Ein Getränkeautomat mit Gesichtsscanner in Peking – das Gesicht ist mit einem WeChat- oder Bankkonto verknüpft
  • Tourismus: Gerade in Yunnan boomt nach der Pandemie nun wieder der Inlandstourismus. Ausländische Touris aus dem Westen und anderswo trifft man selten (so zumindest mein subjektiver Eindruck), aber auch das wird sicherlich irgendwann wieder anziehen.
  • Städtebau: Wie es halt immer so ist – manche Straßenzüge haben sich in den letzten Jahren kaum verändert, manche sind hingegen nicht wiederzuerkennen. Darunter das Haus, in dem ich 2012/13 gewohnt habe: Es wurde schlichtweg abgerissen. Es ist wohl einfach der Lauf der Dinge.
  • Verhandeln: Es wird an Straßenständen und auf Märkten weniger verhandelt. Was früher noch an eine Kunstform grenzte, geradezu eine Kulturtechnik war, ist heute durchaus noch anzutreffen, hat aber (meinem Eindruck nach) sehr abgenommen. Preise stehen oft einfach fest, eventuell gibt es noch Mengenrabatt, aber das richtige Verhandeln über einen Preis ist viel weniger geworden. Mir ist das durchaus recht, allein schon aus Gründen der Zeitersparnis 😀

Aber eigentlich viel wichtiger – was ist gleich geblieben? Nun, vieles!

  • die Gerüche!
  • das Essen!
  • …und die Liebe zum Essen
Feuertopf mit pengyous in Chengdu
  • der chinesische Pragmatismus, den ich seit jeher wirklich schätze
  • die vielen Katzen
Katze bei einem Nickerchen im Taiping Heavenly Kingdom Museum in Nanjing
  • die Wuseligkeit der Straßen, der Märkte, der Einkaufszentren, mitunter auch der Parks
Reges Treiben am Bahnhof Kunming South
  • meine pengyous, die natürlich alle ein paar Jahre älter geworden sind aber trotzdem noch sie selbst sind
  • die große Freude, in China zu sein; das Gefühl, irgendwie ein kleines Stück Zuhause zu erleben.

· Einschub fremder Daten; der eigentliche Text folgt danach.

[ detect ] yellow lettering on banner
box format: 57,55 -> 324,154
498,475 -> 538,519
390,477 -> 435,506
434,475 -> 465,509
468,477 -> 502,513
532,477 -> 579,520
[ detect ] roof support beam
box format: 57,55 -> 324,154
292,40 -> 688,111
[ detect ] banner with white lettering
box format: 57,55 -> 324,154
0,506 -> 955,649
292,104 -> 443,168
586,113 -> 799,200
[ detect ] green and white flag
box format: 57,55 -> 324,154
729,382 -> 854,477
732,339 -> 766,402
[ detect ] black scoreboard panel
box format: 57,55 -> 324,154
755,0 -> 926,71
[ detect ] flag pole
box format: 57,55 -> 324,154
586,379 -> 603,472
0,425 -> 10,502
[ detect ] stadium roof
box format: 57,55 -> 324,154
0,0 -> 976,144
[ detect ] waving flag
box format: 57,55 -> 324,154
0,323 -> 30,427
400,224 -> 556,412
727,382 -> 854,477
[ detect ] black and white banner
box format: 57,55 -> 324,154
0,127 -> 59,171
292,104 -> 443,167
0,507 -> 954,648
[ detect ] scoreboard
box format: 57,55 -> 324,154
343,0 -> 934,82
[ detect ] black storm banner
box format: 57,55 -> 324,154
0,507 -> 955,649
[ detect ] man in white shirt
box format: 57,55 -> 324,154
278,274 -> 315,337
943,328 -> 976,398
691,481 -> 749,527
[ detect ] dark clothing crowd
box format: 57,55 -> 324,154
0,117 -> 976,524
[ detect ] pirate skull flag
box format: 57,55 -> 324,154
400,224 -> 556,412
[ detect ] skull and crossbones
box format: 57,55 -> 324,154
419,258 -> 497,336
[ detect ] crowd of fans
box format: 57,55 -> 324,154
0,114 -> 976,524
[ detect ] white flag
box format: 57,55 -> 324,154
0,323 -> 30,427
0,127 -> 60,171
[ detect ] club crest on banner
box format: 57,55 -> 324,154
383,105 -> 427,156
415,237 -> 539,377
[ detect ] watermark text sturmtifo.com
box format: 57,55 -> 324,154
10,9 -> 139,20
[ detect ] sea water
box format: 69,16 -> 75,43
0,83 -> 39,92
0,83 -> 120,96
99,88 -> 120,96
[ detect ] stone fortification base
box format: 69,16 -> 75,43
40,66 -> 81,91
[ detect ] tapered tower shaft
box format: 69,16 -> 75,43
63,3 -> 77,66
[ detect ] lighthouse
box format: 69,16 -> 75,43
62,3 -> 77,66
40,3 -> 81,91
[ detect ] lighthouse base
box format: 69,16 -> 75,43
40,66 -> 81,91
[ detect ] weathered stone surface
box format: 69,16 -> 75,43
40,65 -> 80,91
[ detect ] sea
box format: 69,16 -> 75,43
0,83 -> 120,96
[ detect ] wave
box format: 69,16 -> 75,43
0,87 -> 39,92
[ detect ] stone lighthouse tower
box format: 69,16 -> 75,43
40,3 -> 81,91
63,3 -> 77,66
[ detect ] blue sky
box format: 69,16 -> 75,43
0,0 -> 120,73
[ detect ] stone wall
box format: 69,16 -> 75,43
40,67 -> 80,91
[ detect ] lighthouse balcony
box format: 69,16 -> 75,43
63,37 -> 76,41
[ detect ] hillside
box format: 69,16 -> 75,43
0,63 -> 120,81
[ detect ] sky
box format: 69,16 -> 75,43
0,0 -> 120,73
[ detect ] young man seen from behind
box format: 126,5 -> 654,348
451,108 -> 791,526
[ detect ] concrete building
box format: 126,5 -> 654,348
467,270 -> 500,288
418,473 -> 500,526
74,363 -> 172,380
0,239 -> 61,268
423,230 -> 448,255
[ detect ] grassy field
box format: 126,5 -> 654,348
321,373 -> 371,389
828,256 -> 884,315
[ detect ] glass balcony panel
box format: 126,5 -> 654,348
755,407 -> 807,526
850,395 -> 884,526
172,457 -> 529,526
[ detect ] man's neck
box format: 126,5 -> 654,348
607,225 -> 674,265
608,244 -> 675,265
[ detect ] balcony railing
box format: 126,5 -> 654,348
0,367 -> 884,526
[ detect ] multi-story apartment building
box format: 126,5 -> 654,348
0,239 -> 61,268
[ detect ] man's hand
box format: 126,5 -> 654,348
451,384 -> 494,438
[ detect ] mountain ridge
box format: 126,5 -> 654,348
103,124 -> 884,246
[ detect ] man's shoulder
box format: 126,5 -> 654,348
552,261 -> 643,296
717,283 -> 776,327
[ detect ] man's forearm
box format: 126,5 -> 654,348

Übrigens: Wer sich für weitere Dinge interessiert, die sich in den letzten Jahren nicht verändert haben, kann sich gerne mein Reel über „Chinese objects“ anschauen!

Es war herrlich, wieder dort zu sein, und ebenso wohltuend. In den kommenden Einträgen möchte ich ein bisschen über die Stationen der Reise durch China und Taiwan schreiben. Bleibt gespannt!